Gene regulatory network visualization
As mentioned earlier, MycoRegNet also provides a network visualization toolkit: GraphVis. It is a Java applet, which graphically reconstructs regulatory networks as graphs based on selected genes and a user-defined graph depth cutoff. It traverses all regulatory interactions from the starting point until the graph depth cutoff has been reached. Finally, a Java applet window appears showing the regulatory network as graph, where nodes represent genes and edges regulatory interactions. GraphVis allows the user to zoom into the graph, apply different layout styles, remove selected elements or retrieve detailed information on selected genes. Furthermore, it is possible to extend the graph dynamically with more genes/regulations from the database and to display the operon grouping of presented genes. Visualized networks may also be graphically compared between two species or between a predicted and an evidenced network by utilizing special comparative graph layout algorithms. In addition, GraphVis features the projection of gene expression data onto the genes of a visualized network. The user can choose to apply gene expression data from the stimulon repository of MycoRegNet or from own tab-delimited text or MS-Excel files, which can be uploaded to GraphVis directly. It is also possible to use expression data extracted from EMMA by means of the integrated Web Service interconnection. According to the differential expression level of the genes, the concerned nodes are resized within the graph. Thus, the user can achieve a comprehensive overview of the transcriptional response of M. tuberculosis to a certain stimulus.

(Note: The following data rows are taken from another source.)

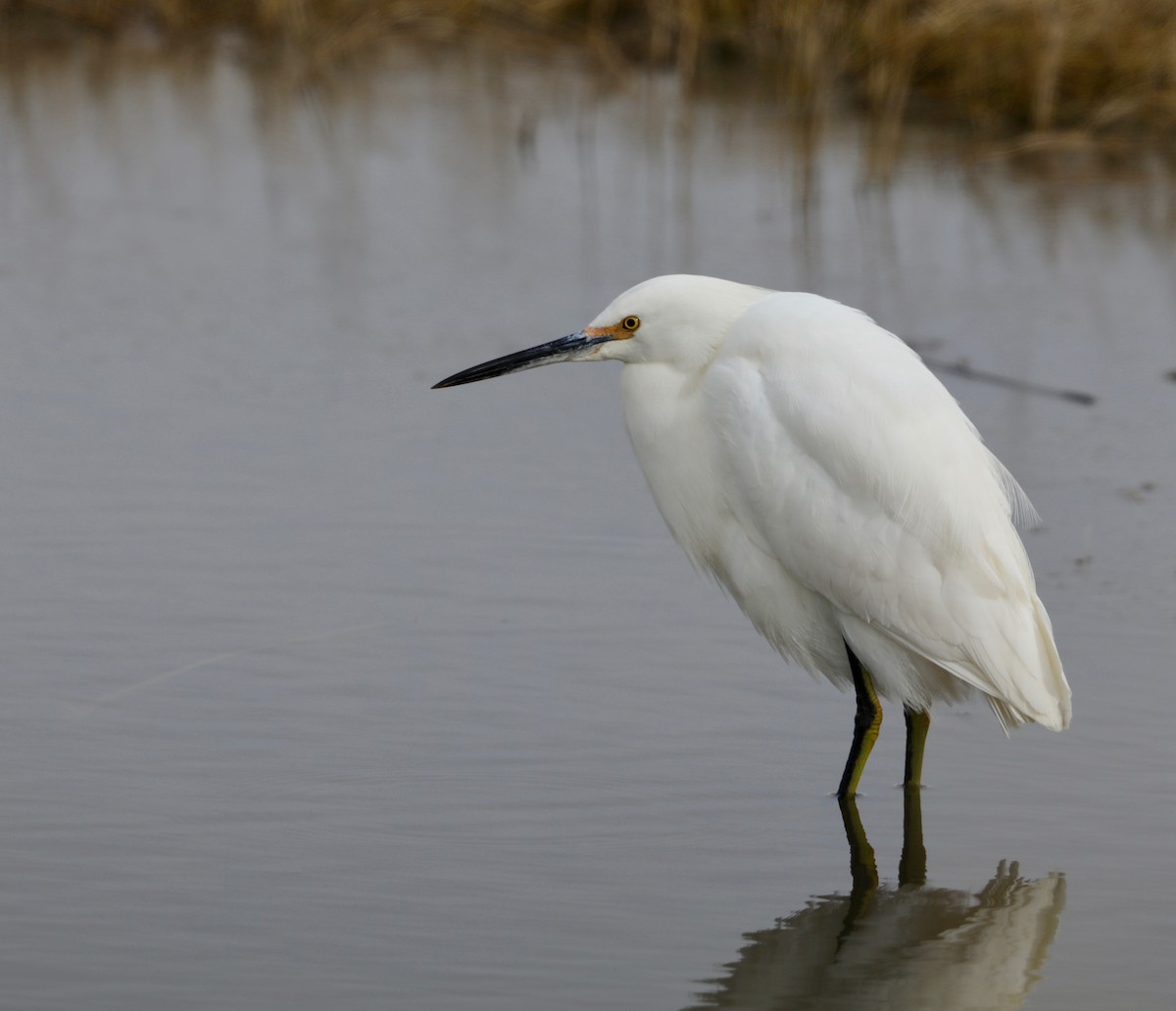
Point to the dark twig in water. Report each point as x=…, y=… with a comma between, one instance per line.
x=961, y=368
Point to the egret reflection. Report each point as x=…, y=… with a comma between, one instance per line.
x=905, y=946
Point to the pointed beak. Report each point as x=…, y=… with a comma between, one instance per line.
x=565, y=350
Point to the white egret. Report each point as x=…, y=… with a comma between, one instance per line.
x=815, y=467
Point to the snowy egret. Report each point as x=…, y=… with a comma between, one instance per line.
x=814, y=465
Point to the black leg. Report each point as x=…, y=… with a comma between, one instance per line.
x=865, y=727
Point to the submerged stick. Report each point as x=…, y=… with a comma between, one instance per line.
x=961, y=368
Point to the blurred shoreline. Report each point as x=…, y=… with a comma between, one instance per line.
x=1032, y=74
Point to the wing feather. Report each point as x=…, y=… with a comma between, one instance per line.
x=850, y=462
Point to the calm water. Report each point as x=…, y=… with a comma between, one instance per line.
x=322, y=689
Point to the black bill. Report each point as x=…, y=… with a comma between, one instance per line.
x=562, y=351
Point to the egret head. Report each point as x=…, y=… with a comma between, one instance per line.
x=679, y=320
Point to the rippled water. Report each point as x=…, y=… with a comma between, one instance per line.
x=323, y=689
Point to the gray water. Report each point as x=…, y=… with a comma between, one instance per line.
x=321, y=689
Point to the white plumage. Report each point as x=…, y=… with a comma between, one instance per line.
x=812, y=463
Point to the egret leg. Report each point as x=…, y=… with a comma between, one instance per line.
x=865, y=727
x=862, y=868
x=918, y=722
x=912, y=862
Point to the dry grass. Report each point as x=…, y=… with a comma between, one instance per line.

Well-structured data access by using Web Services
Although no real standard in bioinformatics, a growing number of platforms offer SOAP-based Web Service access to their data repositories [refer to some EBI resources (44) or to the BRENDA database (45), just to name two of them]. Many databases still provide flat files for exchange with other data processing systems. Thus, the developers of novel tools and platforms have to perform updates in regular time intervals and to adjust the downloaded data for their special purpose. On that account, gene regulatory data stored in MycoRegNet can also be accessed via the integrated Web Service server. The data can be integrated directly into corresponding projects without further time-consuming data processing. Detailed information on how to use the MycoRegNet Web Services is available from the main page via the Web Service button.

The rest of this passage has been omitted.